[英]Why does my XBGoost model have a good accuracy for training and testing dataset, but poor one for predicting an held out dataset?
I'm currently working on a XGBoost regression model to predict ticket bookings.我目前正在研究 XGBoost 回归 model 来预测机票预订。 My issue is that my model has a good accuracy for the training set (around 96%) and for the testing set (around 94%) but when I try to use the model to predict my booking on another held out dataset the accuracy on this one drop to 82%.
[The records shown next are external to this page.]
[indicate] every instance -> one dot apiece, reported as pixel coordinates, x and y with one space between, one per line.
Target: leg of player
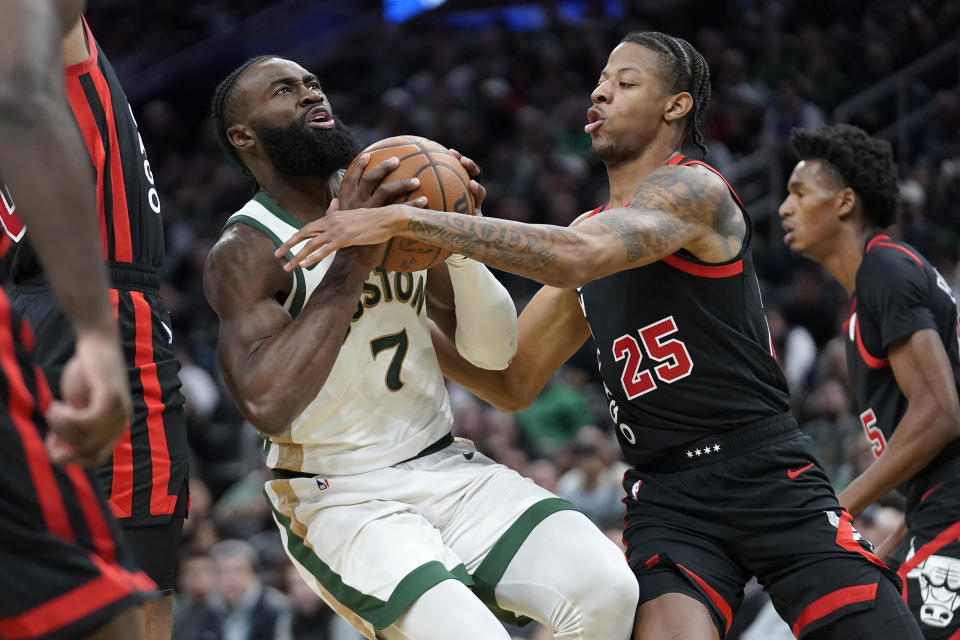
158 618
127 625
448 610
674 615
889 618
573 579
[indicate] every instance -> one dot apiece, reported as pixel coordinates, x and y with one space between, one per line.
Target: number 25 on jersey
671 354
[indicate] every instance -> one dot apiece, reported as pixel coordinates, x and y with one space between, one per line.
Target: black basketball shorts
928 560
768 510
64 571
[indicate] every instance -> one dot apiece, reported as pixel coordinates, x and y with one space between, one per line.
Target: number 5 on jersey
869 421
675 362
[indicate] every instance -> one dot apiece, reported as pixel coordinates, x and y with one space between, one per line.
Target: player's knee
606 595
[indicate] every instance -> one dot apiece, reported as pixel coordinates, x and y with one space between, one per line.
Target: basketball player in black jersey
63 573
723 485
902 338
145 479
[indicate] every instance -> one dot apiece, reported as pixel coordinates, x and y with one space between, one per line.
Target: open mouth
594 120
320 117
788 234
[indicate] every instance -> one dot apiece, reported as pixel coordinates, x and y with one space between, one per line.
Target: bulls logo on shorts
939 578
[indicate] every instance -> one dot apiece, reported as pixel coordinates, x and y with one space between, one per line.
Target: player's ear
241 136
678 105
847 203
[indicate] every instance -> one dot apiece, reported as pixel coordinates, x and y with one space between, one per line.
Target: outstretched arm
45 166
550 329
674 207
931 421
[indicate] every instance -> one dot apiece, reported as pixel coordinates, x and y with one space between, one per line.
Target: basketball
443 181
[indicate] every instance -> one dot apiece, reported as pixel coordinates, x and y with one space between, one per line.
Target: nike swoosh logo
793 474
169 333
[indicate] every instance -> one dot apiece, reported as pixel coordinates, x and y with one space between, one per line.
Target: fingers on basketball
443 181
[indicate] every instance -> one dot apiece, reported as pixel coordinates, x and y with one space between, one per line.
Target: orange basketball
443 181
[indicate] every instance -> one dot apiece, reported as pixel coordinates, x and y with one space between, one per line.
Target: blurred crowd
515 101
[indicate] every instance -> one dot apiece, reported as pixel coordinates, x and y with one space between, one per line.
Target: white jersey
384 400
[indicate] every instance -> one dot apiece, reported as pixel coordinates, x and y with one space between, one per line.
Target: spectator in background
833 428
312 618
194 618
593 483
247 609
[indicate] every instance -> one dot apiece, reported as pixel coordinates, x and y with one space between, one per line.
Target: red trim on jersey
114 583
886 241
602 207
91 138
846 323
100 533
122 241
873 363
822 607
846 540
623 531
926 494
160 501
704 270
688 163
876 239
21 406
903 249
85 66
945 537
121 488
715 597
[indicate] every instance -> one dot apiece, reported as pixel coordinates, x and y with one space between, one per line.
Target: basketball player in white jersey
404 531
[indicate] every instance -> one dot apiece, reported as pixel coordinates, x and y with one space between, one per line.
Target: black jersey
146 477
897 294
131 230
684 349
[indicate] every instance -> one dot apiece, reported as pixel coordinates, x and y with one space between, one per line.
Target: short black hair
684 69
861 162
224 100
我的问题是我的 model 对训练集(大约 96%)和测试集(大约 94%)有很好的准确性,但是当我尝试使用 model 来预测我在另一个保留数据集上的预订时,这个准确性下降到 82%。 I tried switching some data from my testing set to this held out set and the accuracy is still pretty bad, even though the model can efficiently predict these data when they're inside my testing set.
我尝试将一些数据从我的测试集中切换到这个保留集,但准确性仍然很差,即使 model 可以在我的测试集中有效地预测这些数据。 I assume I'm doing something wrong but I can't figure out what.
我认为我做错了什么,但我不知道是什么。 Any help would be appreciated, thanks
任何帮助将不胜感激,谢谢
Here's the XGBoost model part of my code:这是我的代码的 XGBoost model 部分:
import xgboost as xgb
from sklearn.metrics import mean_squared_error
X_conso, y_conso = data_conso2.iloc[:,:-1],data_conso2.iloc[:,-1]
from sklearn.model_selection import train_test_split
X_train, X_test, y_train, y_test = train_test_split(X_conso, y_conso, test_size=0.3, random_state=20)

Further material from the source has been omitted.